The approach of the excursion season is bringing forth excursion

books. Of this class, we have before us-

1. ANDERSON'S Tourist Guide through Scotland; a small pocket volume, which contains a good deal of sight-seeing matter in small compass, though rather nakedly stated. The contents of the book are divided into Tours. Tour first carries the traveller from Berwick to Edinburgh. Making the capital a starting-point, the three next send him to Stirling, Perth, &c.; and Glasgow, Loch-Lomond, Inverness, &c. Tour fifth takes him to Staffs and Iona; and a supplementary one describes the coasting-points from London to the Orkney Isles.
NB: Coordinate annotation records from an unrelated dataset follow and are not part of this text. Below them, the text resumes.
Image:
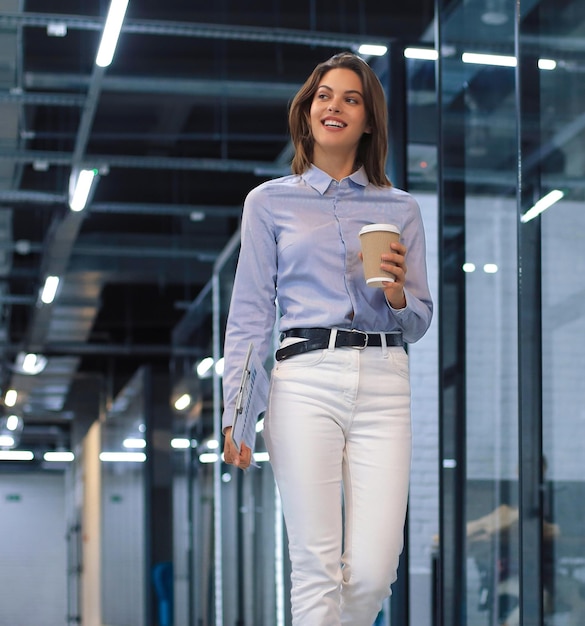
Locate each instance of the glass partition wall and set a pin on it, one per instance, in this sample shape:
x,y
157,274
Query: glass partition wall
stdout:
x,y
512,314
Besides itineraries to various places, there is a general map of Scotland, and small skeleton maps are prefixed to the Tours.
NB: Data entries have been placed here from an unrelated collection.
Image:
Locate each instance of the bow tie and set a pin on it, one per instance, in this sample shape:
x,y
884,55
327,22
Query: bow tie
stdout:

2. BRADY'S Dover Road Sketch-Book is a handy pocket guide for those who are journeying thither, or part of the way thither, by land. Besides the usual topographical particulars of Graves- end, Rochester, Canterbury, and other towns passed on the route, it contains an account of the prospects to be seen, and the places to be noted as the traveller passes along ; and is accompanied by a rough but ready map of the road. So far as our experience serves us, the author's facts appear correct ; and he declares he has walked the way, and collected the particulars manibus pedibusque.